Der Deutsche Presserat änderte seine Satzung
In besonderem Maße tat sich der Boulevardjournalist Udo Röbel (Arnd Klawitter) hervor. Der stellvertretende Chefredakteur des „Express“ nahm engen Kontakt zu den beiden Geiselnehmern auf und stieg sogar in den Wagen ein, um sie auf die Autobahn zu lotsen. Röbels Karriere schadete das nicht – er wurde später zum stellvertretenden Chefredakteur der „Bild am Sonntag“ ernannt.
Die Bilder des von Journalisten umringten Fluchtwagens gehören zu den abstoßendsten Szenen des dreitägigen Geiseldramas. Und blieben nicht ohne Konsequenzen: Drei Wochen später stellte der Deutsche Presserat klar, dass Geiselnehmer während einer Geiselnahme nicht interviewt werden sollten und eigenmächtige Vermittlungsversuche nicht zu den Aufgaben von Journalisten gehörten. Auch in einem anderen Punkt äußerte sich der Presserat deutlich: „Interviews mit Tätern während des Tatgeschehens darf es nicht geben.“
Für den tragischen Schlussakt trug der nordrhein-westfälische Innenminister die Verantwortung: Der Politiker wollte die Geiselnahme unbedingt in den Grenzen seines Bundeslandes beenden. So kam es auf der Autobahn A3 zum Schusswechsel zwischen Polizei und Geiselnehmern. Im Kugelhagel kam eine der beiden Geiseln, die 18-jährige Silke Bischoff, ums Leben. Laut Polizeibericht starb sie durch einen Schuss aus der Waffe Rösners.
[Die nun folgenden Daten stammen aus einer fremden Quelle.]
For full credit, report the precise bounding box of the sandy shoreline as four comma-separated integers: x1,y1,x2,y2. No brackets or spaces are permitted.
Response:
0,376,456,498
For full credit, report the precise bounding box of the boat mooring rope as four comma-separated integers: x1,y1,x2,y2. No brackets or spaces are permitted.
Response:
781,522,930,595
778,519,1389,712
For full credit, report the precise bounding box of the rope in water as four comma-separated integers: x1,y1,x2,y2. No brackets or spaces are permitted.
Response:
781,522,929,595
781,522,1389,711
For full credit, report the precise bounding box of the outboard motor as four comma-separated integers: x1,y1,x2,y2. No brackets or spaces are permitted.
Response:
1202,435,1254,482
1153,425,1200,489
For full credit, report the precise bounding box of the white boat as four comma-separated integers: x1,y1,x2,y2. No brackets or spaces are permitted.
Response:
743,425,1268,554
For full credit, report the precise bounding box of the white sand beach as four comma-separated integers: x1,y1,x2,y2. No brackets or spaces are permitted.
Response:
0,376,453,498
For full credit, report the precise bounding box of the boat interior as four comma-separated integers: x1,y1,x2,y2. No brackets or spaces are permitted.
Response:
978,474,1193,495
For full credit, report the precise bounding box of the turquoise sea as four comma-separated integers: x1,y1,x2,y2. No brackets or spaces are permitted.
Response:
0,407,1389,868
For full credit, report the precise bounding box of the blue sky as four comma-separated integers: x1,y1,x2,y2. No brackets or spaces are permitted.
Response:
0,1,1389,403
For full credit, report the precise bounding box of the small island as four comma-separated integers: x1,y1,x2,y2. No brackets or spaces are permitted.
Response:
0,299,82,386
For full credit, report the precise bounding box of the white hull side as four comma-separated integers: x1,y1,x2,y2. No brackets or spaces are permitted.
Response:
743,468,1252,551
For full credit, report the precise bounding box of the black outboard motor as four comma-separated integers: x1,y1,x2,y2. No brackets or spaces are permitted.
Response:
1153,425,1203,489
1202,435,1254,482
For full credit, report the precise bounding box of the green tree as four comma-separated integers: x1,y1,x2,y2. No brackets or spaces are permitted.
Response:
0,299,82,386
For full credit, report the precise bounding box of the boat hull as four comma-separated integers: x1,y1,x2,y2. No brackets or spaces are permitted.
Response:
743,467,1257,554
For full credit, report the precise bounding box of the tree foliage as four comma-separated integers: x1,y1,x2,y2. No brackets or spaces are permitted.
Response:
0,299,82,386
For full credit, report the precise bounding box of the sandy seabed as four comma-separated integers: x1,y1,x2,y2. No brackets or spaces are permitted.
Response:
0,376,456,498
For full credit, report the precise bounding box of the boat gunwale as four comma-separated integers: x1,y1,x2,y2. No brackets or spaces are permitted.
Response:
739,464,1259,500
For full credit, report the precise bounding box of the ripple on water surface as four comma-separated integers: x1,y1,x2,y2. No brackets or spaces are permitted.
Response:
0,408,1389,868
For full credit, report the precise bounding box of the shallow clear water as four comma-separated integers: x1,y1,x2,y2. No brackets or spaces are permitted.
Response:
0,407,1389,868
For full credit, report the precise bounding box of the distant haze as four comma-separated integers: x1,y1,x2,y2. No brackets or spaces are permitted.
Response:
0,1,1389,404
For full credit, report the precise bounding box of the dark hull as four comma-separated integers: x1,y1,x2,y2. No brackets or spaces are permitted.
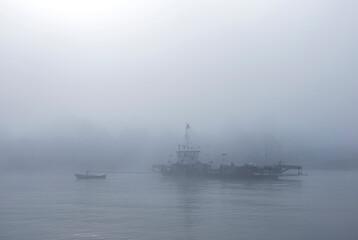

„Mangel an richtigen Entscheidungen“
Gladbeck Mutter Silke Bischoff_12.00Bischoffs Mutter gibt dem damaligen Innenminister Herbert Schnoor die Schuld, der den Einsatz verantwortete. „Die Polizei hat ja nur zugeguckt, als die Gangster aus der Bank raus sind und aus Gladbeck weggefahren sind“, sagte sie dem stern. „Und später wurde auf der Autobahn ohne Rücksicht auf das Leben der Geiseln zugeschlagen. Die haben Krieg gespielt.“
Schnoor verteidigte sich später im parlamentarischen Untersuchungsausschuss des Landes NRW damit, es habe keine falschen Entscheidungen gegeben, sondern „nur einen Mangel an richtigen“.
„Gladbeck“ ist Geschichtsfernsehen im besten Sinne: Es bereitet ein prägendes Ereignis akribisch auf und versetzt den Zuschauer in eine 30 Jahre zurückliegende Zeit. Die Fragen, die der Film aufwirft, sind dabei hochaktuell. Denn nicht zuletzt das multiple Behördenversagen im Falle des Weihnachtsmarkt-Attentäters Anis Amri werfen die Frage auf, inwieweit der Föderalismus unsere Sicherheit gefährdet. Vielleicht stößt „Gladbeck“ eine neue Debatte an.
Die ARD zeigt den Zweiteiler „Gladbeck“ am Mittwoch, 7. März und Donnerstag, 8. März, jeweils um 20.15 Uhr.